The Au Pair—Emma Rous
This. Novel. Was. So. Good. I joked with my sister, especially after reading In The Woods that the antagonist was a witch (it wasn’t). But Rous does such a good job of mixing the past and present without being confusing, hooking the reader from the beginning and getting them to follow along, and she even nailed the ending. I can’t wait to read her novel that comes out in January (The Perfect Guests).
The Gift of Forgiveness: Inspiring Stories from Those Who Have Overcome the Unforgivable—Katherine Schwarzenegger Pratt
A really wonderful, enlightening, and educational read for anyone who wants to continue in their personal journey of forgiveness (and figuring out what that means for you). Definitely left an impression on me, as I continue my own forgiveness journey.

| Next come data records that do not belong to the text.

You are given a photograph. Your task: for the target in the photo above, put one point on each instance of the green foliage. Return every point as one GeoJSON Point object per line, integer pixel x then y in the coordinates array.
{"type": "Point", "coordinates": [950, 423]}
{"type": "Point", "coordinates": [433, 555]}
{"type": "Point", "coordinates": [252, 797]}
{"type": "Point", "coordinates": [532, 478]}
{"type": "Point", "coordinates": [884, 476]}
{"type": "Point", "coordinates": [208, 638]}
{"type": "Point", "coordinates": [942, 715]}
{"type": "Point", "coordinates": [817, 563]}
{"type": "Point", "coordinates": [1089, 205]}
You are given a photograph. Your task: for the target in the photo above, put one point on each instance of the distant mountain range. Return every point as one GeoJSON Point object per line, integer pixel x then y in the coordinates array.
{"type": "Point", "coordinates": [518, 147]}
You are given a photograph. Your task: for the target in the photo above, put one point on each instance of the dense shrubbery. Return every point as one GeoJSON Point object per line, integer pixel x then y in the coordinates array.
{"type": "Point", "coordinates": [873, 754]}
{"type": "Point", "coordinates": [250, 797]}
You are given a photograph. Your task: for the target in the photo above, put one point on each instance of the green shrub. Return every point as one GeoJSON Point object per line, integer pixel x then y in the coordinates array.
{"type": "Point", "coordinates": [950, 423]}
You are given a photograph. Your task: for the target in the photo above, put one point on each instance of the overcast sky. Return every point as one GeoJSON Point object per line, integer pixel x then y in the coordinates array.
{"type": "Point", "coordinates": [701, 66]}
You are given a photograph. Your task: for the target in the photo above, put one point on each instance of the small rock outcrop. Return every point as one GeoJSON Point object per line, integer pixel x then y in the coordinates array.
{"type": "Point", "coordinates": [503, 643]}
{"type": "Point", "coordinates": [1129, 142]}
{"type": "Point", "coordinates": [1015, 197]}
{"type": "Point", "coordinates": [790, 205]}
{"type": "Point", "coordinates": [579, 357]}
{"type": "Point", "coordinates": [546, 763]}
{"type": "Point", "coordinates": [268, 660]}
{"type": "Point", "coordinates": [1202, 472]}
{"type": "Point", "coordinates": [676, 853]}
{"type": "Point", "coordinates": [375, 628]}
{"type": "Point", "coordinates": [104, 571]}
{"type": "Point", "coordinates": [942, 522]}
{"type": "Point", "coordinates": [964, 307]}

Lost Girls: An Unsolved American Mystery—Robert Kolker
After reading his more recent book, I added Lost Girls to my list. I admire and respect the amount of work and diligence, fact-checking and countless hours of research and interviews that go into one of Kolker’s books. It’s insanely impressive. The only flaw in this story was the fact that there wasn’t some kind of character list in this book to help the reader keep track of the 5,000 characters. It really was quite difficult to keep up, and I stopped trying about halfway through—I still managed to finish the book and understand what happened. It’s an interesting deep dive into the world of escorts in the age of the internet as well as the family dynamics that shape and define the women.
The Silent Patient—Alex Michaelides
Y’all. I’ve been wanting to read this book since it debuted on the best seller list (and then stayed there for like…forever). I waited another three-ish months for the e-book version from the library and was so PUMPED when I got it. The book was so good. I described it as a “mind f**k” because…that ending, though. But the very, very last page: I was pissed. The very ending absolutely sucked. Would I still recommend the book? Yes. Should I warn you that you’ll likely be just as disappointed and confused as I was reading the last page? Yes, and I am.
Daring Greatly: How the Courage to Be Vulnerable Transforms the Way We Live, Love, Parent, and Lead —Brené Brown
I’ve heard a lot about Brené Brown; my boss has mentioned her a few times, as have other people. Over the past year, I felt like I heard her name so many times it was necessary to read some of her work, so I started with Daring Greatly. Her style of writing is enjoyable and personable. Despite the topic of allowing yourself to be vulnerable (which seems so heavy), this book was such an easy read, but it’ll definitely make you think. I plan on reading more of her work.
The Proposal—Jasmine Guillory
Such a fun, fast, and easy read. The characters were easy to love; the plot moved quickly but still made sense. It was simply just a good read (more Guillory romance novels to come!).